意地っ張りな女の子と不器用な彼女達の青春の一コマを向かい側の台から見守る二つの影。彼女達がゲームセンターの自動ドアを抜けると同時に影は大きく両腕を天に掲げながら身体を伸ばす。
一人は蛍光色が煌びやかに反射した銀色の髪を気怠くかき上げ、もう一人は床まで伸びそうな長い黒髪を束ねバランスを取りながら背中を伸ばすと、充実した面持ちで彼に向かって満面の笑みを浮かべた。

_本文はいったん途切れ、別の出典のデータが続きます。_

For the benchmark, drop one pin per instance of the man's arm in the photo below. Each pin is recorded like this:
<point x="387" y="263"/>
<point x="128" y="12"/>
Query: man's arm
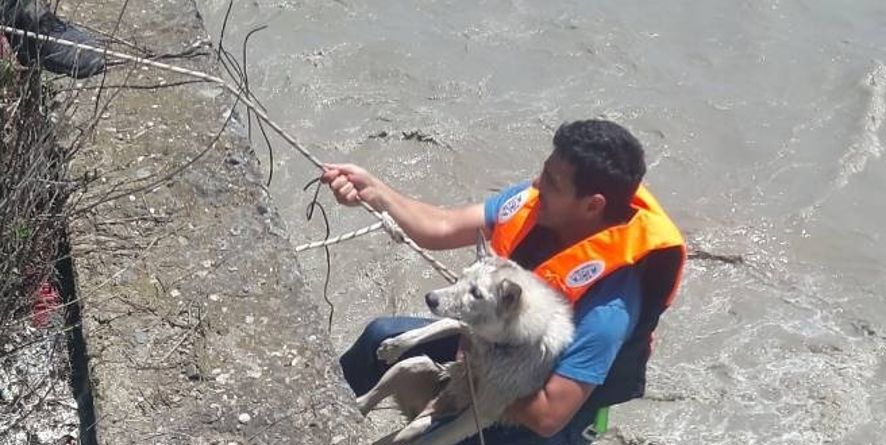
<point x="605" y="318"/>
<point x="549" y="410"/>
<point x="432" y="227"/>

「先生、どうして挨拶されなかったのでしょうか? 互いの拳を交差した者は友情が芽生えるとモモイが言っていましたが……」
「あんだけ挑発してたら喧嘩になっちまうだろ」
「ですが、拳を交わした仲で──!」
「レバガチャしてただけだ……」
キヴォトス人らしい猪突猛進をやんわりと抑えつつ、再度コインを入れNPCと対戦する傍ら、アリスは両手の拳を握りしめたまま駄々を捏ね始める。「うわーん! ジャックポッドするんですー!!」という主義主張をどういなせばよいか頭を悩ませているのも束の間、ポケットのスマートフォンから着信音が鳴り響く。
アリスを膝の合間に座らせ抑えながら、片手でレバー操作を続けながら端末を耳に当てた。スピーカー越しに弾むユウカの声……元気が良すぎるほどの呼びかけが、雑踏の電子音を突き抜けて耳奥に届いた。

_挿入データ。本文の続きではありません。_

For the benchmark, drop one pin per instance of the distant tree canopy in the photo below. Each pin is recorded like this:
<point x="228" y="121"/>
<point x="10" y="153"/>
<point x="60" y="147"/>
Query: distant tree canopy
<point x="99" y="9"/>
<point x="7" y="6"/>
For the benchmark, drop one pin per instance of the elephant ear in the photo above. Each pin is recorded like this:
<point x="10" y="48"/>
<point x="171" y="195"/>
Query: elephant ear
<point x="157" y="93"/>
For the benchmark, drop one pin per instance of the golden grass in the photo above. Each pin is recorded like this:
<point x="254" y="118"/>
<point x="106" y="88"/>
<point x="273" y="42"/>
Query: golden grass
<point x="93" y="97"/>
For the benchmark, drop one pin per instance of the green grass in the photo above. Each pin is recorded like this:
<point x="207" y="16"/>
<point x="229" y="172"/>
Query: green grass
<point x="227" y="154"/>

今夜の獲物は先日と同じ、ミレニアムに巣くう犯罪者集団の相手だそうだ。さっさと聖遺物を全て回収すればよいのだが……脱出地点や証拠の隠滅など後方支援の作業が想定していたよりも時間が掛かってるらしく、どうせならとミレニアムの裏事を任されているシャーレの先生。刺激があって退屈はしない内容だが、基本的に悪さをしているのは思春期真っ只中の少女達。出来るだけ傷を付けないように抑えめに対処はしているが、彼女達の神秘を纏った銃弾は確実に彼にダメージを与える為か、手加減の匙加減が難しい状況だ。

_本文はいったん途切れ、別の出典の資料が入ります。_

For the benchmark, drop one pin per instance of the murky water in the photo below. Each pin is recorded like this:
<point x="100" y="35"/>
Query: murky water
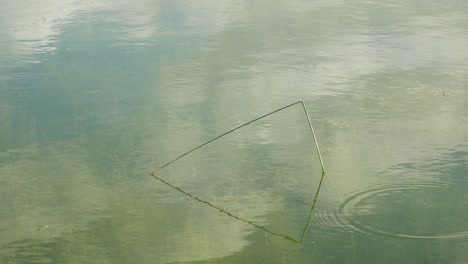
<point x="96" y="95"/>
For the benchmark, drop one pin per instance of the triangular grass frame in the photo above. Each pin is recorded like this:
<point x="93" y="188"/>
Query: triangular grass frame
<point x="154" y="174"/>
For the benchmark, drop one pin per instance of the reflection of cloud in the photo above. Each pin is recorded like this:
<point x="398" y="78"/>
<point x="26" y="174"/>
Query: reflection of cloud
<point x="51" y="193"/>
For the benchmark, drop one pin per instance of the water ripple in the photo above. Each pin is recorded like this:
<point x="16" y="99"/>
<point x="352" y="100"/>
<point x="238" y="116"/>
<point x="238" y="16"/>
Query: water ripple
<point x="407" y="210"/>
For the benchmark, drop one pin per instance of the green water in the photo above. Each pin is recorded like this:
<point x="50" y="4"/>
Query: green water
<point x="96" y="95"/>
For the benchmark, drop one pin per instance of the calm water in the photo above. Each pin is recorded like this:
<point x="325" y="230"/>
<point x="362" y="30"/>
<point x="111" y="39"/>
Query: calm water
<point x="96" y="95"/>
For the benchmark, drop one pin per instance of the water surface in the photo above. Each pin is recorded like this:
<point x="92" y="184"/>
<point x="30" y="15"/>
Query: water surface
<point x="94" y="96"/>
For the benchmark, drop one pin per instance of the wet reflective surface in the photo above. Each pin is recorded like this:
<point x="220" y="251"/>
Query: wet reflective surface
<point x="94" y="96"/>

「今日は同じセミナーの書記、ノアが先生の担当になります。私も業務が山積みじゃなければ先生の支援を行いたいのですが……」
「無理すんなよ。で、そのノアってのは色々把握してるんだな?」
「はい、ノアも知悉しています。……先生、信じてますからね!」
ぷつり、と通話が切れると同時に、筐体の画面に真っ赤なLOSEの文字が弾けた。丁度いい区切りだと椅子から立ち上がり、まだ名残惜しげに振り返るアリスの手を取る。
──小銭と電子音の渦を背に、二人は沈み切った夕暮れの残響が包む街に繰り出した。
空を見上げると、そこには無数の窓の光がそれぞれ輝きを増し始め、道行く人々の顔は様々な色の花を咲かせる。決意を帯びたスーツ姿の機械人に、仲良さそうに集団でスマートフォンを片手にカフェで談笑するミレニアムの生徒達。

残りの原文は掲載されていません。